P arken macht zwei Mark!« Kalle, die Glatze, die Gina und Berit schon bei ihrem ersten Besuch in Grauenfels willkommen geheißen hatte, hielt fordernd die Hand auf.
»Seit wann das denn?«, fragte Gina unwillig. Die Parkplätze vor Grauenfels’ Aldi waren letztes Mal noch nicht gebührenpflichtig gewesen.

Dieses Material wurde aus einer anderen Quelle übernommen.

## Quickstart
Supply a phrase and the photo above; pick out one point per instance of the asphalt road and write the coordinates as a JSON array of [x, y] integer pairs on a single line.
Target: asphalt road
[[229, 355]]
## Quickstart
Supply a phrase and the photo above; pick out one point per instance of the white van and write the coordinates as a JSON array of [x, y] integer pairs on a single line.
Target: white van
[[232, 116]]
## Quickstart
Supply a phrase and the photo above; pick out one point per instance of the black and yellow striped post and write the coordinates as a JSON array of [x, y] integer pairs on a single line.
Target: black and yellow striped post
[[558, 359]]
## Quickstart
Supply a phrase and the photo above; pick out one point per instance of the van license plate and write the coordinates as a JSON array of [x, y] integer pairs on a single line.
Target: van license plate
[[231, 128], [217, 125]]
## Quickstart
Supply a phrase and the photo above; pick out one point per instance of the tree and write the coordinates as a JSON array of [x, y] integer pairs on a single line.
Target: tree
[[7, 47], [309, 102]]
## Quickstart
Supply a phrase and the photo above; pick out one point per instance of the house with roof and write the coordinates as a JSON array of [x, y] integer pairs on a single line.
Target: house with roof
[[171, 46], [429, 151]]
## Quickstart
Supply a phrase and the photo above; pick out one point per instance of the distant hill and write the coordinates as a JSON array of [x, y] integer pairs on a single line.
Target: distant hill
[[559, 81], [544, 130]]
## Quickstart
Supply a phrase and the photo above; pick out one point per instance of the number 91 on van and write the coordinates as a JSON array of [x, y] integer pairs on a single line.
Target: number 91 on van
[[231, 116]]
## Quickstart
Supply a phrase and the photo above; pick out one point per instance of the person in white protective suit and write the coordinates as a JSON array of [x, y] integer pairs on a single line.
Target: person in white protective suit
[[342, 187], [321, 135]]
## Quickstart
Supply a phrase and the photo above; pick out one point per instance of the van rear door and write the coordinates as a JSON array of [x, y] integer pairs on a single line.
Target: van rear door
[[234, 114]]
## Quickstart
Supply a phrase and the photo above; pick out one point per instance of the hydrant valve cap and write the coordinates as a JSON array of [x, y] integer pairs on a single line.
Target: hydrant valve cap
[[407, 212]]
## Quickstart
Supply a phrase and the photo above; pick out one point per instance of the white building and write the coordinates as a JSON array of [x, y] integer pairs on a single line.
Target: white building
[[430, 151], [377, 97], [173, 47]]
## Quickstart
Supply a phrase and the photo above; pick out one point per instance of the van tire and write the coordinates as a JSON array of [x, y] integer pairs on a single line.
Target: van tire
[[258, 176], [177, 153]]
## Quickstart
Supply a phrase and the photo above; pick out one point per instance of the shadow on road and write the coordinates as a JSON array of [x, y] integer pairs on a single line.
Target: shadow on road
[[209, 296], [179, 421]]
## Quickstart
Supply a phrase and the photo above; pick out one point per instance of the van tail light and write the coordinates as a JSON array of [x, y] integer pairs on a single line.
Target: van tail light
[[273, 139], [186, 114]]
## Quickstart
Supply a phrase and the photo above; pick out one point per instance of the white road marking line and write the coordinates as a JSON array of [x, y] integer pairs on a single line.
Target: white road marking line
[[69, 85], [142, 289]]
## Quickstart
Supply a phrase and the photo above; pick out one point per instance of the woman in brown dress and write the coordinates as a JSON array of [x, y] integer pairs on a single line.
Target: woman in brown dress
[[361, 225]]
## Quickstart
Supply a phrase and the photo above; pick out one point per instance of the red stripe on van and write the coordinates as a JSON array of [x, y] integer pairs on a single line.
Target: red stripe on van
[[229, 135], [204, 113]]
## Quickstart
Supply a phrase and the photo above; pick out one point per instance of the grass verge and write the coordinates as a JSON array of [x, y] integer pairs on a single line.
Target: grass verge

»Seit hier so viel los is«, gab Kalle zurück. »Das is’n bewachter Parkplatz. Können Se froh sein, wenn Se noch mit drauf kommen, die anderen, näher am Steinbruch, sind schon dicht.«
Gina war sich eigentlich sicher, dass Barhaupt keine gebührenpflichtigen Parkplätze ausgewiesen hatte, fand die Geschäftstüchtigkeit der Grauenfelser Jugend aber förderungswürdig. Berit schien ebenso zu empfinden und reichte ihr ein Zweimarkstück. Gina parkte den Jeep zwischen zwei Autos mit Hamburger und Bochumer Kennzeichen.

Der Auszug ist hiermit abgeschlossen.